The disinformation campaign

  10.  The shocking allegations in Mr Ben Menashe's story were broadly reported but poorly received by the people of Zimbabwe who are conditioned to recognise Mr Mugabe's habitual practices of underhanded subterfuge, disinformation and extreme violence against his political opponents. Furthermore, it is perfectly clear from the public record that Mr Ben Menashe's story was especially unconvincing. In Zimbabwe, Mr Ben Menashe's testimony is largely regarded as a crude and poorly-executed conspiracy orchestrated by the security apparatus to perpetuate the regime of Mr Mugabe.

  11.  Last year's election results prove that the story lacked public credibility from the outset of Mr Ben Menashe's disinformation campaign. In recent days, the results of two byelections have returned massive majorities for the MDC candidates, and these results come after Mr Tsvangirai and the MDC leadership have been the victims of a very public show trial for the previous two months. Zimbabweans simply do not credit the Mugabe regime, and they reject the veracity of the prosecution's case against the MDC leaders. The voters have consistently registered their distrust of Mr Mugabe at the polling stations of Zimbabwe.

The indictments of Mr Tsvangirai and the MDC leaders

  12.  While the government of Mr Mugabe does not have public credibility, it does retain political power. Following Mr Ben Menashe's disinformation campaign, charges were filed against the MDC leadership; indictments were returned, and a trial date was set for February, 2003. For the past two months, the trial has been unfolding as a Kafkaesque nightmare in full view of the Zimbabwean public and those amongst the international community who are willing to take notice. Today, in my judgment, the trial of the Mr Tsvangirai and the MDC leaders is the most perverse example of political prosecution taking place anywhere on our planet.

The show trial

  13.  In early February, the trial opened with great fanfare. The videotapes made in secret by Mr Ben Menashe were broadcast on public television during the first days of the trial. Even this disinformation strategy immediately backfired, for the tapes were crudely edited, and had obviously been cut and crudely pasted together to tell a story that supported Mr Ben Menashe's allegation.

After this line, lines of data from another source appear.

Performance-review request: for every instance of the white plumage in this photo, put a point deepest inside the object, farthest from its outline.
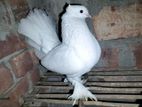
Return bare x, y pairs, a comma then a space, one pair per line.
78, 52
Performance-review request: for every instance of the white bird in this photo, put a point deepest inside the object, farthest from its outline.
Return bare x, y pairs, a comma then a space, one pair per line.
78, 52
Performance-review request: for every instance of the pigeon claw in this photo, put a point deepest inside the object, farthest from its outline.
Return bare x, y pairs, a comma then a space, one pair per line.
75, 98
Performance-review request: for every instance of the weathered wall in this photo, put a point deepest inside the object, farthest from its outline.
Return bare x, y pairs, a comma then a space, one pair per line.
121, 48
113, 21
18, 64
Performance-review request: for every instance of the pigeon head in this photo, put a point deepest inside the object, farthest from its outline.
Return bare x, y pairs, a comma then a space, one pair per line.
77, 11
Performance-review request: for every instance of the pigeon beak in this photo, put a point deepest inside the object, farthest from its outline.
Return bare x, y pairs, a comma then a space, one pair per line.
89, 16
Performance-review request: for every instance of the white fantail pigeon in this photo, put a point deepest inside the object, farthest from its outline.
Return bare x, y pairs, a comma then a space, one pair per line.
78, 52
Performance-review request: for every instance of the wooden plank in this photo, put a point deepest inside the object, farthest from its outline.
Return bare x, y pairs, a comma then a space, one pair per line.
107, 97
97, 78
115, 73
115, 78
105, 73
116, 84
92, 89
35, 102
101, 84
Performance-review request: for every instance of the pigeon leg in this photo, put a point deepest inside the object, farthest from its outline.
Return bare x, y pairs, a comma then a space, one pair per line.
80, 91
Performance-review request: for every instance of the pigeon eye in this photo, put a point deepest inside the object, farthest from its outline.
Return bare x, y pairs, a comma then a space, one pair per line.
81, 11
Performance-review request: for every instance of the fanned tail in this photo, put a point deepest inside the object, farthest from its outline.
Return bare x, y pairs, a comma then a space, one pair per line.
40, 30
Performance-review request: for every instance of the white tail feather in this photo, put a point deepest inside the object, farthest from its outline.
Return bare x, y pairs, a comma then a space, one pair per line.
38, 27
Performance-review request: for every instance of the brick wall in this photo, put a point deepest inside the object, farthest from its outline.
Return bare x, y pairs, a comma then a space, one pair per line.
121, 42
119, 30
18, 63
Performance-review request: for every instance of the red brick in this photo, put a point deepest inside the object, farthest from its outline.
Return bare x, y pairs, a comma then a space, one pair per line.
21, 64
5, 16
5, 79
9, 103
111, 57
34, 58
138, 56
20, 90
118, 22
11, 44
35, 75
19, 8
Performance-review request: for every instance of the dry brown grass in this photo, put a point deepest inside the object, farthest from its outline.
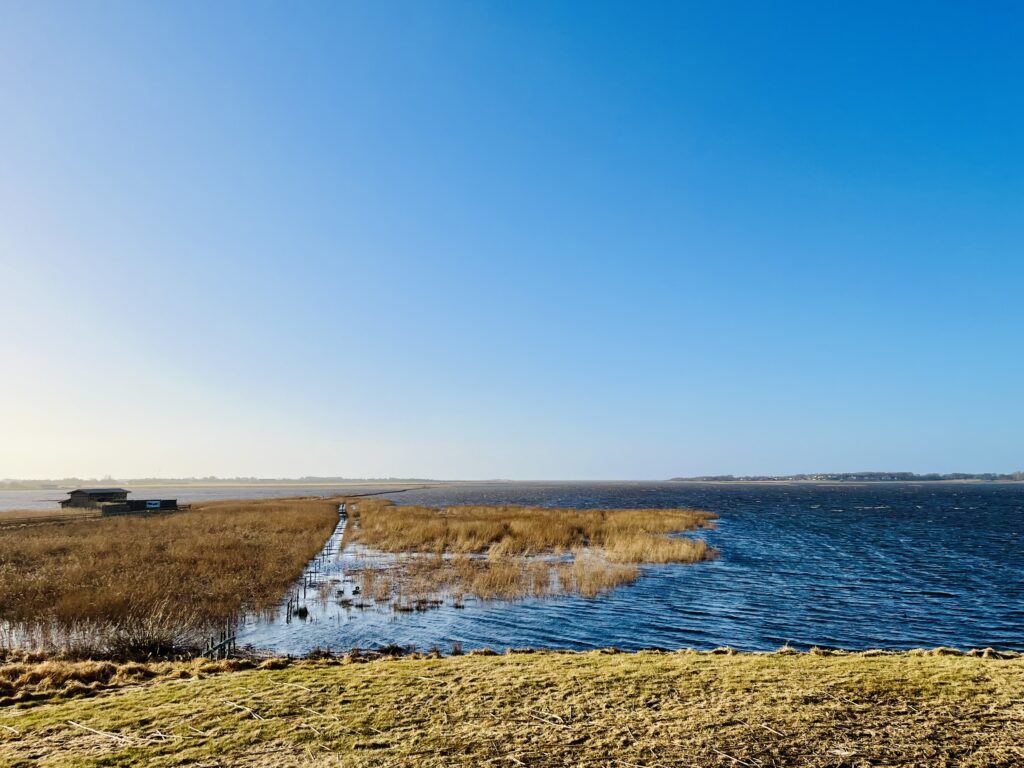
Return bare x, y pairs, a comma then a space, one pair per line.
512, 552
518, 530
122, 586
541, 710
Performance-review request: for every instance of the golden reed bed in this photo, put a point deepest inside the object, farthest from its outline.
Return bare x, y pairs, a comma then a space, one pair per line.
510, 552
160, 586
132, 586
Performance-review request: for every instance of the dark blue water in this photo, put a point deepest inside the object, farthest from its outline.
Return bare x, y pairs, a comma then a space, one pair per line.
849, 566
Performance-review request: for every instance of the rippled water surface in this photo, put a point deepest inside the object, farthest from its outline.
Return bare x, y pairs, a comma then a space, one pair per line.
851, 566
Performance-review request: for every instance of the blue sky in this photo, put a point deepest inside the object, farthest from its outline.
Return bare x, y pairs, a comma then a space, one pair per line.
524, 240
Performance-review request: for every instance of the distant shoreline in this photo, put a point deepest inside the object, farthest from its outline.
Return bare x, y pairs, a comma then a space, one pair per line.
973, 481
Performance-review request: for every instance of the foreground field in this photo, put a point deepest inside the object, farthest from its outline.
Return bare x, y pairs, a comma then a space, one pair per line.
538, 710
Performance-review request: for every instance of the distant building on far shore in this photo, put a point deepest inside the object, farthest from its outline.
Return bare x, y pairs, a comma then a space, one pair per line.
94, 497
116, 502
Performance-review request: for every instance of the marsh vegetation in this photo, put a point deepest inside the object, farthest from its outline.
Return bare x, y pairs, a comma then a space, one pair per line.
137, 586
511, 552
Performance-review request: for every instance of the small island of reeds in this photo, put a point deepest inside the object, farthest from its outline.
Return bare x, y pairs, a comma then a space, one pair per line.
170, 585
512, 552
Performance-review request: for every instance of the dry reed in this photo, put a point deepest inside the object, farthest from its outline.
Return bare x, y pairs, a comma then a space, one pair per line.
508, 552
125, 586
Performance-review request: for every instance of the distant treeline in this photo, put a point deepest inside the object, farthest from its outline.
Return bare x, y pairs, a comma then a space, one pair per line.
864, 477
73, 482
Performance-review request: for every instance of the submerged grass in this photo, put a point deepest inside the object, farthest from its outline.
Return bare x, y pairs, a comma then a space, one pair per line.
510, 552
543, 710
132, 586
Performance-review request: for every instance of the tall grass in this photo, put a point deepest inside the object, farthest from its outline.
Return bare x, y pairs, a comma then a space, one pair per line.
509, 552
130, 586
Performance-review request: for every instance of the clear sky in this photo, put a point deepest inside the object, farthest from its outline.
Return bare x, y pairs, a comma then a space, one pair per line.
525, 240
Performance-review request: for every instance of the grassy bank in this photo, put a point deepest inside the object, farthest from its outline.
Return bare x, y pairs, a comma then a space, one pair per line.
132, 586
538, 710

  14.  When the tapes and their contents were examined by the defence team, it became clear that the taped evidence presented by the prosecution did not substantiate the charges of conspiracy even though it had been doctored. On the tapes, Mr Tsvangirai never called for the "assassination" of Mr Mugabe, nor did any of his co-defendants. Neither did the MDC defendants make any direct or oblique statements that could be construed as mandating the execution of Mr Mugabe. Instead, the tapes revealed Mr Ben Menashe leading the conversation through a tortuous series of circumlocutions in a transparent attempt to entrap his victims in an assassination conspiracy.

Mr Ben Menashe testifies

  15.  Mr Ben Menashe was the star prosecution witness. Under direct examination, he testified that Mr Tsvangirai, et alia, had attempted to hire him to assassinate Mr Mugabe. During a lengthy cross examination, Mr Ben Menashe testified that he had been paid a fee of $400,000 (£250,000) by Mr Mugabe's Zanu PF for political consultancy. Further, he testified that his work for Zanu had commenced prior to his initial contacts with the MDC. When asked why he believed the MDC would hire a firm known to be working for their political opponents, he replied that they were, "stupid". During 12 days of testimony, Mr Ben Menashe lost his composure on more than one occasion and generally performed in such a manner that would not impress any responsible judge or jury. He eventually left the dock thoroughly exhausted and discredited.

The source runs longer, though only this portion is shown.